When you were about four years old, and after my divorce was final, I was able to track down his sister, Sylvia.  She and I sat and talked and talked.  It was evident that she did not care for Mark's new wife; and she did feel fondly of me.  She told me where to find Mark and, eventually, I introduced you to him, his parents, Sylvia and her family.  I remember sitting in the living room looking at photos of you and talking about you to Mark's parents and Sylvia.  You ran around the room acting so silly (always have been the entertainer).  I think you used your silliness to hide your nervousness.  At one point Mark's dad tried to get your attention and talk to you, and you spit at him (just trying to be silly, and probably a little nervousness too - you were just a babe).  He was so shocked and I pulled you close to me and explain to you not to spit.  I dismissed it casually and explained your silly nervousness and that you didn't mean anything personal by it - they understood.  Four year old children can be so unpredictable.  They looked over your photos and talked about how much your resembled Mark, and never once questioned whether or not you were truly his or what my intentions were - though I tried to make it clear I wasn't looking for any financial help.  I think, at first, I had secretly hoped that we would get back together and that, maybe, I could put together a family for you that was close to normal. But as it turned out, he was already married (to Laura) and had another son, Matthew (then about 2 years old).
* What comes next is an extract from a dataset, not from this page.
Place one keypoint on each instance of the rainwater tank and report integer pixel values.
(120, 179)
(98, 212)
Evidently, Mark and Laura were going through a rough patch at the time. Laura would leave to stay with her family for a while, and then return. When she left each time, Mark would call asking for us to visit him at their apartment in Houston. We did - but even then, it was clear that he would never leave Laura because he loved her so and he loved and adored Matthew.  Of course, that was fine with me - I never asked him to leave his family nor did I ever want another child to deal with being fatherless (the way you had to deal with it).

However, Mark was still very interested in keeping us in his life. His plan was to move us all into the same house together. I was to help take care of Laura when she had her seizures. I remember how Mark and Laura would talked often about the likeliness of her dying young and how the doctor had said that if she hit her head just one more time..... (It was weird.) This way, you and Matthew would grow up together, as brothers. Surprisingly, Laura appeared to be fine with that plan. She and I got along (although she talked - and a lot! To the point that it really got under my skin, but for the most part, we got along). Mark wanted to maintain a "close" relationship with me - and I suppose it would have been much like a bigamist household. But of course, I knew it was all too confusing and bizarre to continue with his plan - and you and I left.  I suppose I just stopped pursuing them.  I remember the last day you and I visited with them, I had come inside from sitting on the outside stairwell talking with Mark, and Laura was sitting at her small round dining table just off the kitchen. I sat down at the table and told her goodbye and told her to never, ever, ever let any woman come into her home to "share" her family.  That this was her family and she needed to protect and defend it.  I told her that Mark loved her very much and would never ever leave her and Matthew - I gave her a hug and left.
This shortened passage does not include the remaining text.